Unwilling to endure the judgmental glares of people that never felt the grip of despair around their throats even a second longer than she absolutely has to, she shambles down the smaller, less-crowded streets behind the central avenue holding onto the croissant and plastic cup of coffee. Away from prying eyes, she can relish the buttery croissant with the palatable chocolate filling and steal a sip of the black coffee. Some cream and sugar would have made it better but, as the saying goes, beggars can’t be choosers.

Dragging her shopping trolley bag behind her, within it everything she owns, she clambers around the streets, peeking into the large metal dumpsters she encounters hoping to find something, anything, that can be sold or recycled. In broad daylight, with people walking around, she hates digging into dumpsters and ripping black plastic bags open.

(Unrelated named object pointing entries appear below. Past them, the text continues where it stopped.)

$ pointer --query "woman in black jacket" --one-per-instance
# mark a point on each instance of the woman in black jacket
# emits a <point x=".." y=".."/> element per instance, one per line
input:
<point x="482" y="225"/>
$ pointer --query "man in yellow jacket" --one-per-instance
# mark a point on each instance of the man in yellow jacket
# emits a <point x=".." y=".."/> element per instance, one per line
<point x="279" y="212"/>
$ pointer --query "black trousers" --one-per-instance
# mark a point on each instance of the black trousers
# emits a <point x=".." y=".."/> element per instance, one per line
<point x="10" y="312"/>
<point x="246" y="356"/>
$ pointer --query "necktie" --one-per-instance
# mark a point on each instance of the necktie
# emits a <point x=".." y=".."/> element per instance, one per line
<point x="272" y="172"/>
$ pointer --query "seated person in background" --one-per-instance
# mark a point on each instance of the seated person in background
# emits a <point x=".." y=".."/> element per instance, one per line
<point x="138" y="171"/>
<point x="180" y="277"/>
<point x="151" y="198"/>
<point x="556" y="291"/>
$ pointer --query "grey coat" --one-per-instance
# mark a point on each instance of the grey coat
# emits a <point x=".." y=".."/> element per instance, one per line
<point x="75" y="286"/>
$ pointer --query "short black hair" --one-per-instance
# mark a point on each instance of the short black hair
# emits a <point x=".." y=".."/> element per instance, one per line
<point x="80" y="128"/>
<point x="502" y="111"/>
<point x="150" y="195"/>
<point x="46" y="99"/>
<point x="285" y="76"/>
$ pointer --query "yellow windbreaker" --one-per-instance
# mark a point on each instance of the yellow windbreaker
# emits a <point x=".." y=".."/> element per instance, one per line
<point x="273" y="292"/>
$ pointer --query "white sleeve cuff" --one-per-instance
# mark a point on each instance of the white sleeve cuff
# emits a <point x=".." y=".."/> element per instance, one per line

With a hasty step, she heads for the small park nearby, right next to the oldest, and possibly biggest, nursing home in Athens. In theory, she is eligible to get a room there, which would provide her with four walls and a roof, a bed, and daily meals. Who’s gonna cover the expenses, though? Staying there is not free and her social security cannot cover it; nor are her children anywhere near to pitch in (even if they cared to do so).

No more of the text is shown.